Ik ga door op de grond voor zelfbescherming voor Turkije. De Minister zegt dat er aanslagen zijn geweest in Turkije. Er zijn inderdaad aanslagen geweest in Ankara en elders. Maar dat is op Turks grondgebied geweest en dat is ook alweer een tijdje geleden. Er zijn aanslagen in Londen geweest, in Madrid, in Parijs, maar dat is dan toch nog geen grond om een zelfbeschermingsmaatregel te nemen? Welke grond bedoelt de Minister? Ik heb de brief gelezen. Daarin zegt hij ook dat er gronden zijn en heeft hij begrip voor die zelfbescherming. Het kan toch niet zijn dat die gronden gebaseerd zijn op aanslagen die eerder gepleegd zijn door ISIS maar ook door de PKK? Dat zijn niet zozeer gronden die veroorzaakt worden door aanslagen op Syrisch grondgebied.
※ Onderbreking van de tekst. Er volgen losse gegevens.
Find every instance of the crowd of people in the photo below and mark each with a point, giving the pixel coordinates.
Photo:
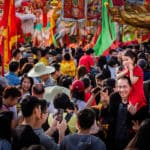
(69, 99)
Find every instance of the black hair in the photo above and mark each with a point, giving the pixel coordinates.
(86, 81)
(89, 51)
(109, 83)
(131, 54)
(22, 62)
(108, 89)
(26, 68)
(113, 61)
(13, 66)
(56, 66)
(112, 51)
(81, 72)
(67, 56)
(36, 147)
(38, 88)
(86, 118)
(15, 52)
(11, 92)
(62, 101)
(101, 62)
(29, 103)
(45, 52)
(27, 77)
(44, 105)
(65, 81)
(78, 95)
(100, 76)
(127, 79)
(5, 125)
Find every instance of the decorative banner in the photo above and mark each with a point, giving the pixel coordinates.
(74, 10)
(136, 1)
(118, 2)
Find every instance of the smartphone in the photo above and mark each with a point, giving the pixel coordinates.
(59, 115)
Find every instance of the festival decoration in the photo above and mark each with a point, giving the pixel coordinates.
(74, 10)
(108, 33)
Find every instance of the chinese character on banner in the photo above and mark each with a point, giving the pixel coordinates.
(118, 2)
(74, 10)
(136, 1)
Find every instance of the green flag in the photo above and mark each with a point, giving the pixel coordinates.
(108, 33)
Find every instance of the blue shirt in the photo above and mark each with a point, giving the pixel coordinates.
(12, 78)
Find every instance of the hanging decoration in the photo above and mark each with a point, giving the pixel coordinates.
(74, 10)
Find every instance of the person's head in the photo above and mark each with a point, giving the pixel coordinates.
(113, 53)
(142, 63)
(110, 83)
(141, 139)
(124, 86)
(67, 57)
(87, 83)
(31, 107)
(14, 66)
(17, 54)
(113, 62)
(11, 96)
(99, 79)
(26, 83)
(26, 68)
(102, 61)
(55, 75)
(45, 53)
(53, 55)
(5, 125)
(65, 81)
(105, 95)
(89, 51)
(44, 110)
(81, 72)
(38, 90)
(129, 57)
(77, 90)
(85, 119)
(62, 101)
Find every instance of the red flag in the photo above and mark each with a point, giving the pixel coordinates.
(10, 29)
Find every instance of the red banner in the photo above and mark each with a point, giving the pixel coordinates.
(74, 9)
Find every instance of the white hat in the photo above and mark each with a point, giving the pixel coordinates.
(52, 91)
(40, 69)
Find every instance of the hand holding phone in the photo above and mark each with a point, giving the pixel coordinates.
(59, 115)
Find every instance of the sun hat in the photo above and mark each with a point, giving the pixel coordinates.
(77, 85)
(40, 69)
(52, 91)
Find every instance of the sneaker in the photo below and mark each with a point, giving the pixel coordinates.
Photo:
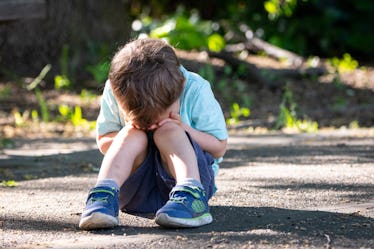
(187, 207)
(101, 209)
Dan de proportionaliteit die de Minister noemt. Er zijn burgerslachtoffers gevallen. Turkije heeft de grondtroepen grensoverschrijdend ingezet. Dat schrijft de Minister ook in zijn brief. Voldoet de inzet van Turkije aan het criterium van proportionaliteit in artikel 51, zoals de Minister die in zijn brief beschrijft?

Minister Zijlstra:

Dat zijn twee vragen. Eerst de grond. Er is naar ik hoop geen discussie over het feit dat er aanslagen zijn geweest. Wat betreft het bewijs gaat het over de link tussen de door de Turken geclaimde 700 aanvallen/aanslagen die daar hebben plaatsgevonden en het gebied waar de Turken de aanval op gericht hebben, Afrin. Tijdens het vragenuur heb ik al aangegeven dat er sterke banden lijken te zijn – laat ik het omfloerst zeggen – tussen de YPG en de PKK. Zoals de Kamer weet is de PKK een ook door Nederland op de terroristenlijst geplaatste organisatie. Dat zijn geen lieverdjes. Vanuit dat gegeven, 700 claims van aanvallen en het gelieerd zijn met de PKK, kun je niet vanaf dag één zeggen dat Turkije een hopeloze exercitie heeft gedaan.
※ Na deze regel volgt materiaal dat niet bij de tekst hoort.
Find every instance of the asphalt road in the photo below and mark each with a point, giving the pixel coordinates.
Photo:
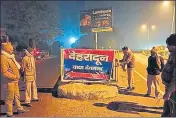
(47, 76)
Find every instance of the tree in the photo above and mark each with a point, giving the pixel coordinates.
(28, 19)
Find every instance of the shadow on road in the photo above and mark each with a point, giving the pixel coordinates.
(129, 107)
(3, 114)
(125, 92)
(50, 90)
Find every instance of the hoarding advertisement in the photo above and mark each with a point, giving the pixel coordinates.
(87, 65)
(85, 21)
(96, 20)
(102, 20)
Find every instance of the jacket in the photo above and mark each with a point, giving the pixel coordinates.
(154, 67)
(128, 59)
(28, 67)
(169, 74)
(9, 68)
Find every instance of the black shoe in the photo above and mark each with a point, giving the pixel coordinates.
(147, 95)
(133, 88)
(37, 100)
(20, 111)
(129, 88)
(28, 105)
(9, 115)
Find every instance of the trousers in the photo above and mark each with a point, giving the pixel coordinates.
(30, 91)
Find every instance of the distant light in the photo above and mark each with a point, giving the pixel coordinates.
(153, 27)
(166, 3)
(144, 26)
(72, 40)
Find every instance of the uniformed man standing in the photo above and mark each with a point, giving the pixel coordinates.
(169, 79)
(129, 60)
(10, 78)
(29, 69)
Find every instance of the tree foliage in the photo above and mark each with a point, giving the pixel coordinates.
(28, 19)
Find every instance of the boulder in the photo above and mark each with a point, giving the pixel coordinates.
(87, 92)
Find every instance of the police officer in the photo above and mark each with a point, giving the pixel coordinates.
(10, 78)
(129, 61)
(169, 79)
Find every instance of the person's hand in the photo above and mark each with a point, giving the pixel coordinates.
(166, 96)
(117, 64)
(123, 68)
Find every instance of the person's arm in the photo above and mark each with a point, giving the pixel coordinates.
(5, 71)
(162, 63)
(23, 65)
(172, 85)
(129, 58)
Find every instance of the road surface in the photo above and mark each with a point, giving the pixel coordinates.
(125, 104)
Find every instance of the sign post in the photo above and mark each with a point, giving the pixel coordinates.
(96, 20)
(96, 40)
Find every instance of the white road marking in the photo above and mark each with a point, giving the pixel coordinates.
(146, 80)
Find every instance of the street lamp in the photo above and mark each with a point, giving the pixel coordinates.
(148, 28)
(166, 3)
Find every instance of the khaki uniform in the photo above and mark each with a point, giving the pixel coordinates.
(10, 77)
(169, 80)
(129, 60)
(28, 66)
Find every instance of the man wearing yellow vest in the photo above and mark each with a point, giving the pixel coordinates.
(10, 77)
(29, 69)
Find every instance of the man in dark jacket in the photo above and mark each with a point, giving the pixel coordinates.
(129, 61)
(155, 66)
(169, 79)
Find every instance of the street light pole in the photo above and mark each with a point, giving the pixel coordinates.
(173, 21)
(96, 40)
(148, 35)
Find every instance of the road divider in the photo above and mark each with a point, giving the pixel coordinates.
(146, 80)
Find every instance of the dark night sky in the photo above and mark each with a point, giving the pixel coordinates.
(128, 16)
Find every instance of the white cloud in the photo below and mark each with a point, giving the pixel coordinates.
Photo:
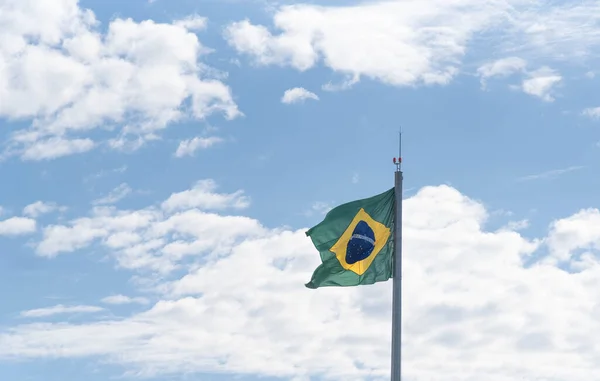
(59, 70)
(297, 95)
(593, 112)
(59, 310)
(123, 299)
(190, 146)
(115, 195)
(17, 226)
(541, 83)
(469, 300)
(501, 68)
(39, 208)
(202, 196)
(141, 239)
(318, 208)
(408, 43)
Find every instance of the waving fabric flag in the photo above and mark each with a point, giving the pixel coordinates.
(356, 243)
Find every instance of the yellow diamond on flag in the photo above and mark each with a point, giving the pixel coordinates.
(361, 242)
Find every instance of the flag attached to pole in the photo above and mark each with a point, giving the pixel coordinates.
(356, 243)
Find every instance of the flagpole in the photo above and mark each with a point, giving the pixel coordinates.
(397, 274)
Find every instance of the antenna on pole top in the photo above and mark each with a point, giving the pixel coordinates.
(398, 160)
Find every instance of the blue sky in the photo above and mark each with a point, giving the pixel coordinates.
(162, 159)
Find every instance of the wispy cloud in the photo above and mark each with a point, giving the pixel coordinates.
(123, 299)
(318, 208)
(60, 309)
(190, 146)
(115, 195)
(550, 174)
(592, 112)
(297, 95)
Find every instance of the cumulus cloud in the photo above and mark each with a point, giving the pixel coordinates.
(409, 43)
(39, 208)
(59, 310)
(115, 195)
(541, 83)
(190, 146)
(471, 297)
(68, 75)
(501, 68)
(123, 299)
(592, 112)
(297, 95)
(203, 196)
(140, 239)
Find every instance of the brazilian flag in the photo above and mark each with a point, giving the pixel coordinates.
(356, 243)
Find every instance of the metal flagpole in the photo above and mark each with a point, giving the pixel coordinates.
(397, 273)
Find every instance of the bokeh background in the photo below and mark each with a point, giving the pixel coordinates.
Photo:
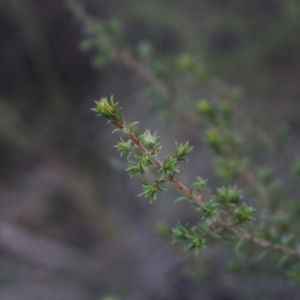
(71, 224)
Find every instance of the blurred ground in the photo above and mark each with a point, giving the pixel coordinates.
(71, 225)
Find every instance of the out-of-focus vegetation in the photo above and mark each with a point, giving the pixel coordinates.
(71, 225)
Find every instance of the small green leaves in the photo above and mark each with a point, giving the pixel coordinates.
(109, 110)
(169, 166)
(181, 151)
(200, 185)
(243, 214)
(194, 235)
(209, 210)
(150, 141)
(228, 195)
(123, 146)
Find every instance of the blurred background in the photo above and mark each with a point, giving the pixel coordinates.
(71, 224)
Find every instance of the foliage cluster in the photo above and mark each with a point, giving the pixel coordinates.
(227, 214)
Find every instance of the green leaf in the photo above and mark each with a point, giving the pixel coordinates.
(179, 199)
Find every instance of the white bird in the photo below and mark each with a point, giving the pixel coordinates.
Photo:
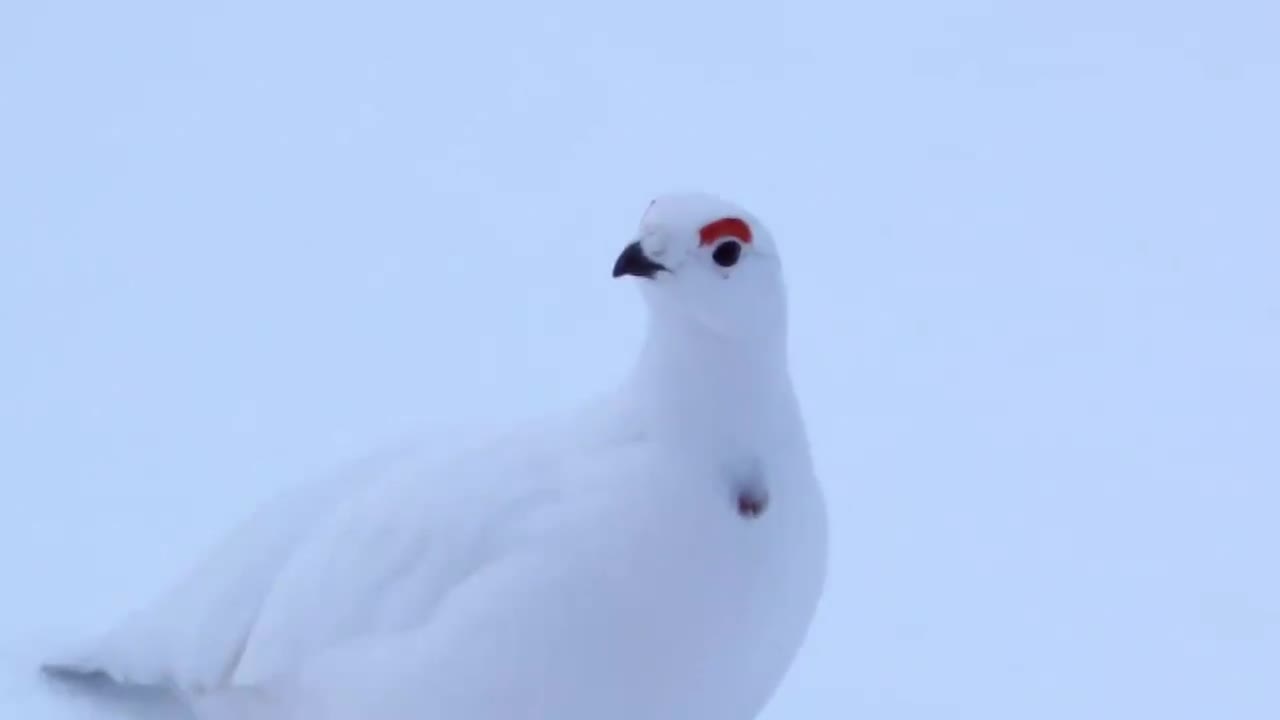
(656, 556)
Vervolgens kom je op de bewijsvraag. Grond en bewijs zijn twee verschillende dingen. De Turken zullen het aan moeten geven. Komen die 700 claims uit Afrin? Het kan ook zijn dat die ergens anders vandaan komen en dan is er vanuit artikel 51 geen rechtvaardiging om Afrin aan te vallen. Dat moeten ze aangeven, en dat is tot op heden onvoldoende gebeurd. Ik weet niet meer wie van de commissieleden het zei, maar Turkije heeft recent in de media een aantal dingen over aanvallen naar voren gebracht nadat de Turken hadden aangevallen. Dat ze terugschieten is niet zo gek, maar dat is geen rechtvaardiging. Het gaat om de situatie die aanleiding was tot de Turkse actie en daar is tot op heden onvoldoende bewijs voor aangeleverd.
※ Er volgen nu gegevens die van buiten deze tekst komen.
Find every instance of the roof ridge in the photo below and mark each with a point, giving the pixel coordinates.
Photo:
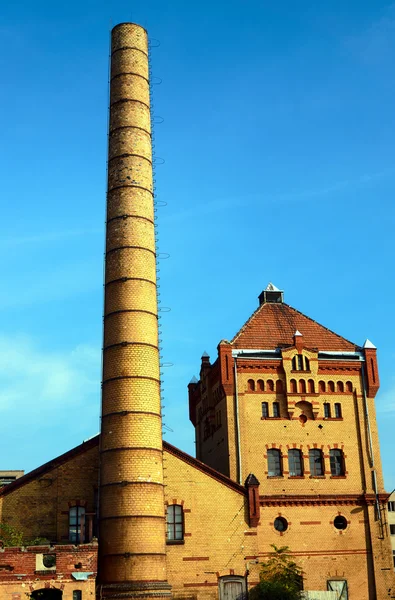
(320, 325)
(51, 464)
(261, 307)
(242, 328)
(195, 462)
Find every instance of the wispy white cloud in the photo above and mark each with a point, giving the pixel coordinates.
(225, 204)
(44, 285)
(52, 236)
(35, 382)
(385, 401)
(376, 44)
(335, 187)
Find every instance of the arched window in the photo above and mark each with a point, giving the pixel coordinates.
(175, 523)
(77, 524)
(337, 462)
(295, 463)
(261, 385)
(274, 463)
(300, 363)
(316, 461)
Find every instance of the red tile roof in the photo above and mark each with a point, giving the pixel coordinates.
(273, 325)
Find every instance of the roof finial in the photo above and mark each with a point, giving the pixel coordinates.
(271, 294)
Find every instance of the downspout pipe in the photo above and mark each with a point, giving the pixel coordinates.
(237, 426)
(369, 432)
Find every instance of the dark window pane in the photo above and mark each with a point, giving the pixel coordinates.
(295, 463)
(274, 463)
(336, 460)
(316, 464)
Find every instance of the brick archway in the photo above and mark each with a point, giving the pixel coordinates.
(47, 594)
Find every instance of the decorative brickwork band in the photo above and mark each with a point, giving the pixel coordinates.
(132, 559)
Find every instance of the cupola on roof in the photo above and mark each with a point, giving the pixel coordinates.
(271, 294)
(275, 324)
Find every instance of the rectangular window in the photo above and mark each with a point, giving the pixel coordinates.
(274, 463)
(77, 524)
(295, 463)
(175, 522)
(336, 462)
(316, 463)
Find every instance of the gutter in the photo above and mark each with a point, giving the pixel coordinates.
(369, 433)
(237, 427)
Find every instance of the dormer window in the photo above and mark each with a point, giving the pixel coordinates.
(300, 363)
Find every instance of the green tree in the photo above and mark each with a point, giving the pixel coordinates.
(10, 536)
(280, 577)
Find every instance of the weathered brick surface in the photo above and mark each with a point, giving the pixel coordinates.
(39, 508)
(132, 532)
(361, 553)
(19, 577)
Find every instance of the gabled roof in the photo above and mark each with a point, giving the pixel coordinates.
(52, 464)
(94, 441)
(273, 325)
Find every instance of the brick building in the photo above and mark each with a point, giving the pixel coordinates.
(287, 445)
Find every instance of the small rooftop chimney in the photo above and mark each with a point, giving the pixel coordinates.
(271, 294)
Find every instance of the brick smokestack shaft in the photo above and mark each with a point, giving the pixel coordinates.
(132, 521)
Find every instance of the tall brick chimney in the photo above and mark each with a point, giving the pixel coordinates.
(132, 537)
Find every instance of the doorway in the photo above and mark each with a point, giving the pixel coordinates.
(47, 594)
(232, 587)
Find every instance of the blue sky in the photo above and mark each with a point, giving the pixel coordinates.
(278, 137)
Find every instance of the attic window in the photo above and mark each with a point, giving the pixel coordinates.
(271, 294)
(300, 363)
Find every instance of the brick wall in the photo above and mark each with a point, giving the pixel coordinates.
(19, 575)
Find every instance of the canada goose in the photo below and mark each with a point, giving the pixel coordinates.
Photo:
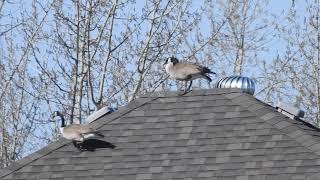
(76, 132)
(186, 72)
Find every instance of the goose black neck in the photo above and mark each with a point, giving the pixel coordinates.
(62, 121)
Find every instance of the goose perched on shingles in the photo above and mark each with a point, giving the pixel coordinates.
(186, 72)
(76, 132)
Proportionaliteit. We hebben te maken met een feitelijk oorlogsgebied en het is altijd erg lastig om daar objectieve informatie uit te krijgen, zeker gezien het feit dat de Turkse overheid erg haar best doet om de feitelijke weergave van wat er gebeurt te verhullen. Sommige leden hebben dat ook aangegeven. Iedereen die kritiek levert, is opgepakt. Dat veroordelen wij. Ik heb er geen enkele moeite mee om dat te zeggen. Er lijkt naast deze, wat ik maar even noem, grondoorlog ook een soort mediaoorlog gaande te zijn waarbij er door de Turkse overheid een veel groter beeld wordt geschapen van wat zij daar aan het doen is, dan we uit de geringe informatie kunnen concluderen. Dus wat gebeurt er nou echt? Dat is het tegengestelde en dat hebben we ook richting de Turken aangegeven. Als je afgaat op de woorden van de Turkse autoriteiten, bijvoorbeeld van president Erdogan dat hij Manbij gaat aanvallen, dan is dat geen bewijsvoering in hun voordeel. Er is echter een groot verschil tussen woorden en wat er gebeurt. Uiteindelijk zullen wij een land op de feitelijkheden moeten beoordelen. Daar hebben we niet alle informatie voor. Dat is frustrerend, niet alleen voor u maar ook voor ons, want hoe meer informatie, hoe makkelijker het besluit te nemen is.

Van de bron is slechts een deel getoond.